Carolina Hurricanes coach Bill Peters often speaks of his group-of-eight defensemen, indicating strength in the number.
All eight played in the NHL last season, Peters will say. All eight wanted to be there this season, ratcheting up competition in training camp, and the eight are on the Canes’ roster.
But Peters said he is loath to dress seven in games. Of the six who do play, the top four probably will log the most minutes, he said.
Andrej Sekera and Justin Faulk are the Canes’ top two. And then? Hard to say.
“I think they’ll have a tough time,” NBC hockey analyst Pierre McGuire said of the Canes. “I don’t think you can win with Andrej Sekera and Justin Faulk as 1-2 on defense and that’s basically what they’re looking at right now.
“I just don’t know if there’s enough depth on defense. Sekera and Faulk are good players but not a 1-2 in the NHL.”
Sekera, in his first season with the Canes, set career highs in goals (11), assists (33) and shots (142), and was second on the team with a plus-4 rating in 2013-2014. A lot of defensemen in the league would have taken those numbers.
Asked if he felt the need to match that output this season, Sekera said, “I don’t put pressure on myself. I just want to play hard every game and see where that will take me. I know what I am capable of.”
Faulk, 22, will look to take the next step in a career that has been trending upward.
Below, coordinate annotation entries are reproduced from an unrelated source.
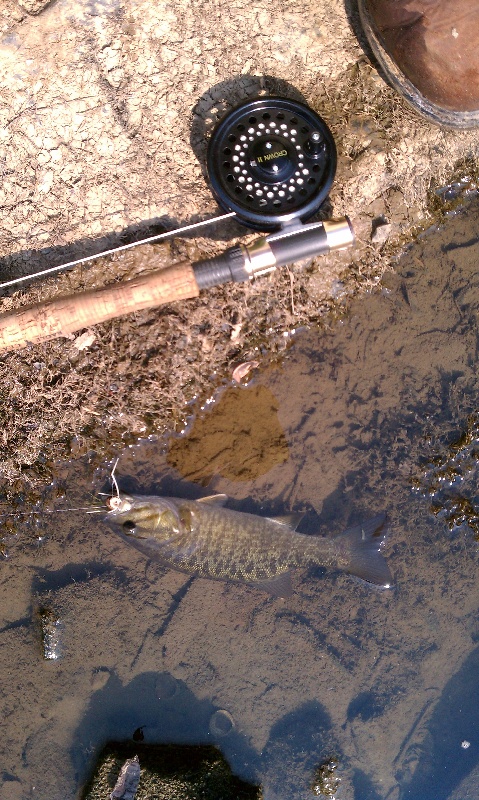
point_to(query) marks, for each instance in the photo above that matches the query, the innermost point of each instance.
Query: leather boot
(429, 50)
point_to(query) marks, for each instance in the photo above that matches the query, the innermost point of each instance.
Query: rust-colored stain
(239, 439)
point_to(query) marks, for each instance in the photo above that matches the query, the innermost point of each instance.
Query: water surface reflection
(367, 416)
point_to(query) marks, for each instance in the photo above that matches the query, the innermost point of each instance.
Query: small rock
(34, 6)
(381, 234)
(128, 780)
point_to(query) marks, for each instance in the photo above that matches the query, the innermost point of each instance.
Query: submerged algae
(171, 773)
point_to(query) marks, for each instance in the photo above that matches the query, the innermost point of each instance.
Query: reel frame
(272, 162)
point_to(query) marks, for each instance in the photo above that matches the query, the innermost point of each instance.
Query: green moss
(170, 772)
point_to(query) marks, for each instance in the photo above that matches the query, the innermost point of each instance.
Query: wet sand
(374, 414)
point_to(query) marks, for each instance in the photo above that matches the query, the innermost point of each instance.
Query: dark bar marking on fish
(207, 540)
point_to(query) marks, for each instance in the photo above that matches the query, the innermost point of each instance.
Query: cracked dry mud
(380, 680)
(104, 110)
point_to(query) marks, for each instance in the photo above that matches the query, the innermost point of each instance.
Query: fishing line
(271, 163)
(113, 250)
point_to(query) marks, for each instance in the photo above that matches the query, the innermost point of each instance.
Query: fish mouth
(120, 504)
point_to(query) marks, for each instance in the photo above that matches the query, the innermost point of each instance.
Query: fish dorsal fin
(291, 520)
(214, 499)
(278, 587)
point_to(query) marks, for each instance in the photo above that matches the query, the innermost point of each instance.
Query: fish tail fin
(360, 549)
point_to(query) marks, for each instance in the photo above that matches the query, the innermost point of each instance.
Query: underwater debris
(49, 624)
(325, 782)
(221, 723)
(444, 478)
(128, 780)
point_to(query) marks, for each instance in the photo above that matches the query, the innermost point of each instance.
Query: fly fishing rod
(271, 163)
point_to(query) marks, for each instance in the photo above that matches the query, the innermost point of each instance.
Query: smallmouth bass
(203, 538)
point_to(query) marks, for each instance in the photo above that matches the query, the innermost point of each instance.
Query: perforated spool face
(271, 160)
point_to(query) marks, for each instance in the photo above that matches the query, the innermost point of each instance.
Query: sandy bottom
(377, 413)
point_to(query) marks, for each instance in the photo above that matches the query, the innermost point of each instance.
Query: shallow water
(378, 412)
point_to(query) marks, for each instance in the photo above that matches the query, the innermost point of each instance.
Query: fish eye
(129, 526)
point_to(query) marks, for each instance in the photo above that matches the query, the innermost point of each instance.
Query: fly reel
(272, 161)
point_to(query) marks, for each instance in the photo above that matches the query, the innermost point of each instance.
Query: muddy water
(380, 412)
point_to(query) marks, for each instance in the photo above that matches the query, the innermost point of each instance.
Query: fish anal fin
(280, 586)
(214, 500)
(291, 520)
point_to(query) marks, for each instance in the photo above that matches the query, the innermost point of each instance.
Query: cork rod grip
(64, 315)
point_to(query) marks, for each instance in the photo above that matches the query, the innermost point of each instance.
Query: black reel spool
(272, 161)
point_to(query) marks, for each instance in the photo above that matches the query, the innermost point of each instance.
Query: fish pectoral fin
(278, 587)
(291, 520)
(214, 499)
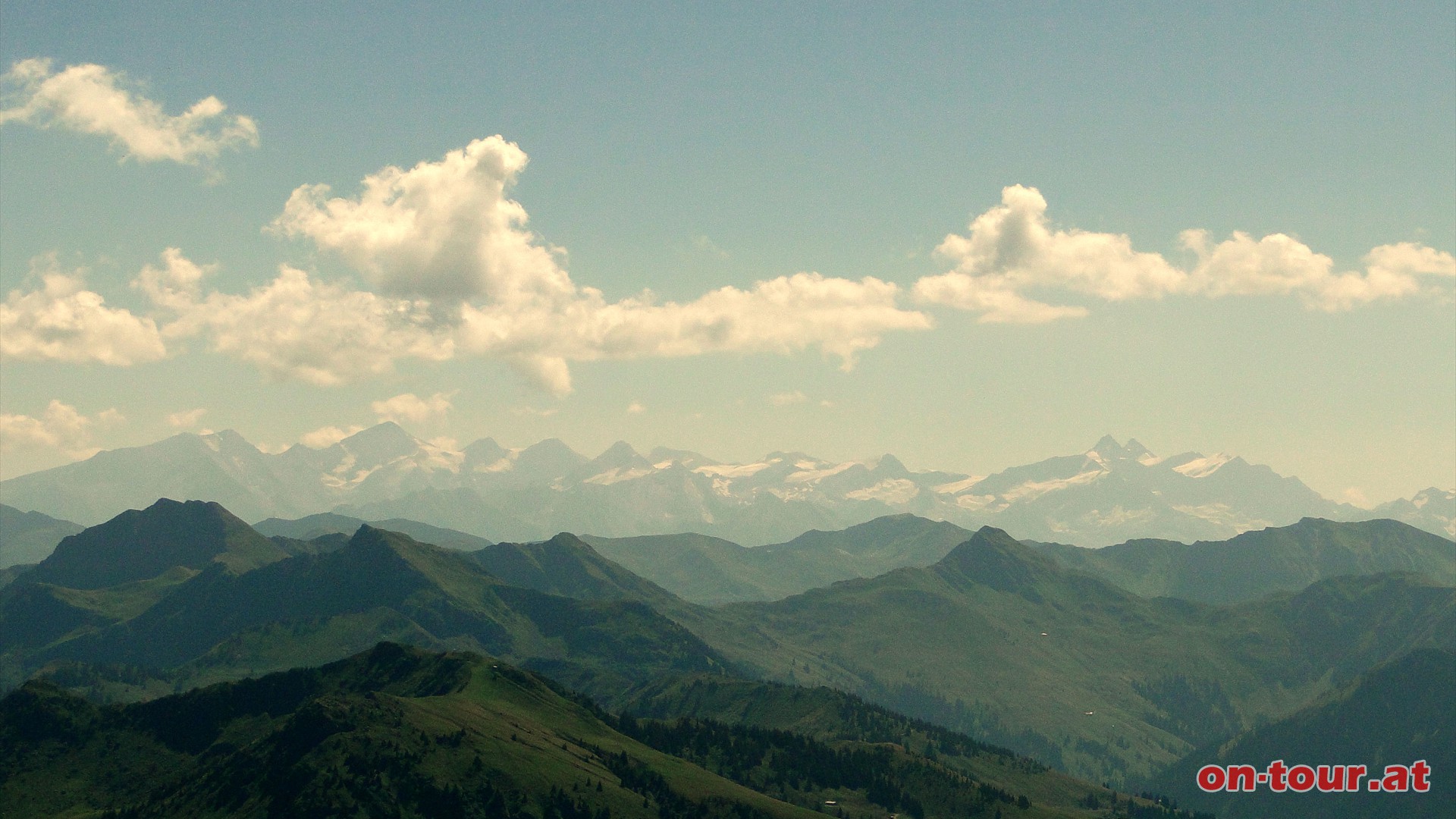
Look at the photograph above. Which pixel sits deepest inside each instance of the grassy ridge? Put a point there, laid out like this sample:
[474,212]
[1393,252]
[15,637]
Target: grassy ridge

He won an NCAA championship as a freshman at Minnesota-Duluth, played for the U.S. in World Championships and then on Team USA in the 2014 Sochi Olympics, and now wants to help the Hurricanes end their playoff drought in his fourth season as an NHL regular.
But Sekera, 28, believes the group of defensemen all can contribute, can combine to get the job done.
“We’re all experienced in the league and everybody knows what they can bring to the table,” he said.
Ron Hainsey, who signed a three-year extension with the Canes, is beginning his 12th NHL season. Not a flashy type, he’s steady and dependable, playing all 82 games last season.
Tim Gleason has a physical edge to his play – an edge he appeared to lose last season, when he was traded by Carolina to the Toronto Maple Leafs. But Gleason is back, signed as a free agent to a one-year contract, and appears to be re-energized under Peters.
Veteran Jay Harrison and Brett Bellemore give Peters size, and John-Michael Liles and Ryan Murphy are good puck-handlers who can quarterback the power play. Faulk, Murphy and Bellemore are right-handed shooters.
Hainsey and Liles are the oldest at 33, and Murphy, 21, the youngest.
“It’s a good group, an underrated group probably,” Peters said. “There’s a lot of different personalities and different types of players. There’s puck-movers, you’ve got some competitive guys, you’ve got some big guys with good sticks.”
Hainsey said the Canes have options, that there will be two defensemen each game “waiting in the wings looking to show what they can do.”
“The other side of it is you go through the unluckiness of the year, eight to sometimes 12 defensemen will play depending on injuries,” Hainsey said. “You need a lot of guys to get through an 82-game year. We’ll need everybody along the way to get the job done.”
In Wednesday’s practice, the blue-line pairs were Sekera-Faulk, Hainsey-Liles, Harrison-Gleason and Bellemore-Murphy. Peters also has looked at other combos in camp.
“It’s been a nice competition, guys trying to do what they do best and not get out of your comfort zone too much,” Liles said. “If you’re a puck-mover, be a puck-mover. If you’re a stay-at-home, be a stay-at home. Do what you do best.”
“It’s a well-rounded group, top to bottom.”